Auf die einfache Frage, was genau denn nun sofort zu einem Ende des Kriegs führen könnte, hat niemand eine schnelle Antwort. Vielleicht muss die Anerkennung des eigenen Anteils an der Verursachung der Problemlage ein erster Schritt sein. Der NATO-Vormarsch muss ebenso gestoppt werden wie die eigene Aufrüstung. Ohne das wird alle Empörung in neue Wellen von einseitigem Nationalismus und Hassspiralen münden.

Angesichts der kritischen Umwelt- und Klimaproblematik wird mit gutem  Recht erinnert an den „Palme-Bericht“ von vor 40 Jahren.
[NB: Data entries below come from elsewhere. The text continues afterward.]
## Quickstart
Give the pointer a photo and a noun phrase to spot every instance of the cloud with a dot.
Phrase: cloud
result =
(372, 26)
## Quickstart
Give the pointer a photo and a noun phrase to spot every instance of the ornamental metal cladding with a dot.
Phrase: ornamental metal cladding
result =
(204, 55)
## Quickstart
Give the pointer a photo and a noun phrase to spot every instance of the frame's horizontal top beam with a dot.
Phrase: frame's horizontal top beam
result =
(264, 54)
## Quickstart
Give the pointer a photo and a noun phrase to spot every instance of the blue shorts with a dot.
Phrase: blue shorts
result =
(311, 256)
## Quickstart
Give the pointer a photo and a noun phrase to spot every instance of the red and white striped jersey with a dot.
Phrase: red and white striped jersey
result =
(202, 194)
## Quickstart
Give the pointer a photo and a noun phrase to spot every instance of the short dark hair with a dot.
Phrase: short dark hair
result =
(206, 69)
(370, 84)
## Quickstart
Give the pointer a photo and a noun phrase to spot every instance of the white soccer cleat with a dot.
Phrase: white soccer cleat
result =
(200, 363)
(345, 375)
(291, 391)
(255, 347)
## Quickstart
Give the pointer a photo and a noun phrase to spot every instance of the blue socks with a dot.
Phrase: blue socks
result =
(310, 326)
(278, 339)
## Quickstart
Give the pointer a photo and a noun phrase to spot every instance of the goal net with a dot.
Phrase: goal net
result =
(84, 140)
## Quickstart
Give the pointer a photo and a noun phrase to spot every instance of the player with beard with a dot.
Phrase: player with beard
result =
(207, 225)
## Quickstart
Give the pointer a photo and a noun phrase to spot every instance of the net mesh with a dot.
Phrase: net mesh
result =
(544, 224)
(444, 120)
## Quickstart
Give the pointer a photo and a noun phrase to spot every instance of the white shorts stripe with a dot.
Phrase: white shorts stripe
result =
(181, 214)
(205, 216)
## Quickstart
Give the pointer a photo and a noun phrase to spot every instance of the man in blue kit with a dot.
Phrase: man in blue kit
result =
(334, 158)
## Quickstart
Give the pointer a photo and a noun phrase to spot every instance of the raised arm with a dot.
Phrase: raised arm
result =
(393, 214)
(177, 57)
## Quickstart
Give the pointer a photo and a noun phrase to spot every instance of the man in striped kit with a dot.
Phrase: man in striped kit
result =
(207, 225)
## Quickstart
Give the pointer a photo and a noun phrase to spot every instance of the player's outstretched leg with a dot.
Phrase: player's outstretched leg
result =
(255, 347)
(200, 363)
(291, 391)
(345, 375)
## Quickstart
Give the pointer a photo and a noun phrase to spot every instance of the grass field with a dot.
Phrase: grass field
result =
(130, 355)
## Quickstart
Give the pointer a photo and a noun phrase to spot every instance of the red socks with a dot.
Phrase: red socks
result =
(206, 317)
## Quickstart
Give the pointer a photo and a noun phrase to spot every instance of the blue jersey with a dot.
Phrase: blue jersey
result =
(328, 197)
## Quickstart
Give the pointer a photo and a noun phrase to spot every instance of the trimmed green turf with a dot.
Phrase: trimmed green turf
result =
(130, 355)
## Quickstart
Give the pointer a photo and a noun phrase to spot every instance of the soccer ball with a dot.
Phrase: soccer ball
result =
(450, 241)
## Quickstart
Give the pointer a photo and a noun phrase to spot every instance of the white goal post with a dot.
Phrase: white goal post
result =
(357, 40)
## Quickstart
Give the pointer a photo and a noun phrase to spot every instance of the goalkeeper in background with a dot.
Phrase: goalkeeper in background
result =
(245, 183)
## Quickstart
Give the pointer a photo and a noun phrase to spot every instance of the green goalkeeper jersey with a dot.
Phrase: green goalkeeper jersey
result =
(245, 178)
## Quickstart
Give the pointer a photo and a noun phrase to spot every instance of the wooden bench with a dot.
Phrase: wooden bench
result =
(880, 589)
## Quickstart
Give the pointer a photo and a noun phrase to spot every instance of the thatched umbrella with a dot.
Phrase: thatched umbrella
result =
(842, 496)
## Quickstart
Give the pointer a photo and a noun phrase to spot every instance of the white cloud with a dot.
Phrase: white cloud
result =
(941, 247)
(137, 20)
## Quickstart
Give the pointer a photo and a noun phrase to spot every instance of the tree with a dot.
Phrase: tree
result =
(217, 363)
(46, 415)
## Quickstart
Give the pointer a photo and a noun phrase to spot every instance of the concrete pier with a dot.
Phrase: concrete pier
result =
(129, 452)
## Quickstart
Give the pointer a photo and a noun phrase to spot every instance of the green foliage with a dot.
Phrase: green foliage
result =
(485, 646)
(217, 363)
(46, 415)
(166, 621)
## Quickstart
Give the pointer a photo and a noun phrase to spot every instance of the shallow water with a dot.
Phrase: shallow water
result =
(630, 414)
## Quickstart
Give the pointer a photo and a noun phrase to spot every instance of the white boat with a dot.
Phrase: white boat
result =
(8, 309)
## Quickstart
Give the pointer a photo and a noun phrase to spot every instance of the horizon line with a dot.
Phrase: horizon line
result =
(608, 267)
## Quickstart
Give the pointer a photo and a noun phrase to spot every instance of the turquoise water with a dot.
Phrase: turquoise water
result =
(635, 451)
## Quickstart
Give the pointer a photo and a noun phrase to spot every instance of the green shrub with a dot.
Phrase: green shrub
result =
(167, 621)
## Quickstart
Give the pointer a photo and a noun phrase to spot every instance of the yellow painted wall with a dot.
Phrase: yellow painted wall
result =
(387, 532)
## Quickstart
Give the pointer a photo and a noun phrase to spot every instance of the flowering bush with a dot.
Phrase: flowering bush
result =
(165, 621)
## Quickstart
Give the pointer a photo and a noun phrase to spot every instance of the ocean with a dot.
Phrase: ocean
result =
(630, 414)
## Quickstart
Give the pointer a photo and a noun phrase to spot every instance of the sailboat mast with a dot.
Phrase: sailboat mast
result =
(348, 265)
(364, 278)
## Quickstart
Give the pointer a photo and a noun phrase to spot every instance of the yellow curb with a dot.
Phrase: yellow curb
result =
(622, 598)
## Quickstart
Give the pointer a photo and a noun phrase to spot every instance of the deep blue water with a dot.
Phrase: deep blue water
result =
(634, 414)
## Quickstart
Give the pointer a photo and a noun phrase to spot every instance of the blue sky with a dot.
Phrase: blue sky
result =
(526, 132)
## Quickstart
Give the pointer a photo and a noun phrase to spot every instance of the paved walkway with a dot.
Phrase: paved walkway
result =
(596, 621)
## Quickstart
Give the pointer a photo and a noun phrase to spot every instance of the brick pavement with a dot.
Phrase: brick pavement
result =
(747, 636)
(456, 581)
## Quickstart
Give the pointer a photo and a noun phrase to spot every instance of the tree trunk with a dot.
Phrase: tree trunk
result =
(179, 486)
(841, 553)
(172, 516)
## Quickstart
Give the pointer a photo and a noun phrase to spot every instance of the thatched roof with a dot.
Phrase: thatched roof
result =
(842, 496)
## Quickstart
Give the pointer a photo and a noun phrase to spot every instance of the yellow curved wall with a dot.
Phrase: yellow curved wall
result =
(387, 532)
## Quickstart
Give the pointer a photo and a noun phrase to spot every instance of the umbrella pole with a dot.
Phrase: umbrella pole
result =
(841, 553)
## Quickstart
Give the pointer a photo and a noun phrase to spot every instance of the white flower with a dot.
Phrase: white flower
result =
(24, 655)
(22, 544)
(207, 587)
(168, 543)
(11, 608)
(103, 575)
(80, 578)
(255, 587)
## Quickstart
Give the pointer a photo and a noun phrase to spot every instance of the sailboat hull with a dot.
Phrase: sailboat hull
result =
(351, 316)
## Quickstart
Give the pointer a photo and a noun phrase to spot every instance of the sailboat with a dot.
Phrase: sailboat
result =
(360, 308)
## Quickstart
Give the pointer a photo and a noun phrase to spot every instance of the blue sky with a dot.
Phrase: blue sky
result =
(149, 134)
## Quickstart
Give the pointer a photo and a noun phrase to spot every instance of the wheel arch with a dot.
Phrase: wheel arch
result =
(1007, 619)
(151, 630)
»Der Frieden in der Welt muss sich auf ein Engagement für das gemeinsame Überleben statt auf die Drohung durch gegenseitige Auslöschung gründen.«

Bei dem, was in der oben genannten Resolution als Forderungen formuliert wird, sind einige auch Forderungen an uns. Wir sollten

  • uns weiter gegen Waffenlieferungen und die neue Aufrüstungsrunde einsetzen,
  • Solidarität mit der Friedensbewegung in Russland und der Ukraine üben,
  • Solidarität mit allen (!) Geflüchteten praktizieren
  • eine bundesweite Aktion gegen Aufrüstung und Militarismus vorbereiten
  • und… den Ostermärschen zu einem Neuaufschwung verhelfen, als „Signal für Abrüstung und gemeinsame Sicherheit“.

Also los gehts!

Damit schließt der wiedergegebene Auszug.